Sunday, July 15, 2007

Let's See How Long This Lasts...North Korea Shuts Yongbyon Down

I saw this on the New York Times and Washington Post websites.

David Sanger at the NY Times writes:

North Korea told the United States yesterday that it had shut down its nuclear reactor at Yongbyon and readmitted a permanent international inspection team, completing its first step toward reversing a four-year-long confrontation with the United States during which the North has made fuel for a small but potent arsenal of nuclear weapons.
Edward Cody of the Washington Post writes:
The closure, if confirmed by U.N. inspectors, would mark the first concrete step in a carefully orchestrated denuclearization schedule that was agreed on in February, with the ultimate goal of dismantling North Korea's nuclear weapons program in exchange for fuel and other economic aid, and increased diplomatic recognition.
It will be interesting to see if this holds.

It might as the general theory is the DPRK has been holding out, waiting for a change of the US executive branch. That is, holding out until Bush is out of office. The reality is the North Koreans are experts on playing on the weaknesses of US diplomacy. Bush is out as the US has a two term limit.

The main criticism of the current agreement is it's essence the same as the 1994 US-North Korean Agreed Framework. However, if you look at the 1994 framework there is a critical flaw.
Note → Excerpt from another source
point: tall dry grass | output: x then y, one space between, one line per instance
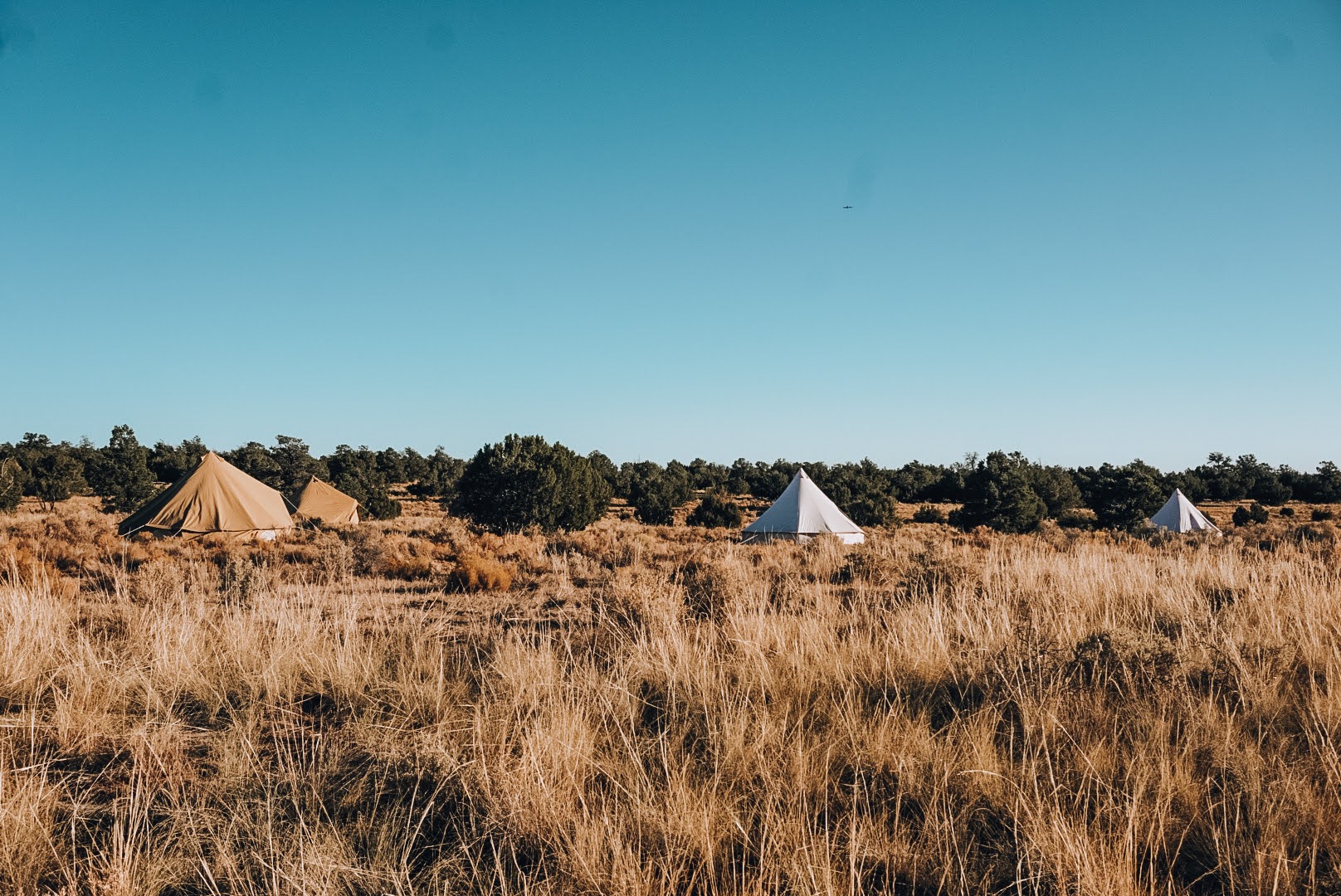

There were no clear indicators of who'd do what and when.
The Agreed Framework states that North Korea must fully comply with IAEA safeguards when "a significant portion of the LWR project is completed, but before delivery of key nuclear components."
That's way too vague. Put a number on what a "significant portion" means! It's no wonder that there was a dispute.

The Democrats appear to have much more momentum than the Republicans this time around. As the Democrats have traditionally been more open to negotiation with the DPRK, maybe that gives the North Koreans cause to, at least, appear to cooperate. Plus, with the Bush administration softening its stance by offering incentives like unfreezing assets in Macau and the South Koreans also agreeing to send aid to continue to refuse would have looked very bad for the North.

We'll see how it plays out once the inspectors verify what's going on and then it will be an issue of whether it holds or not.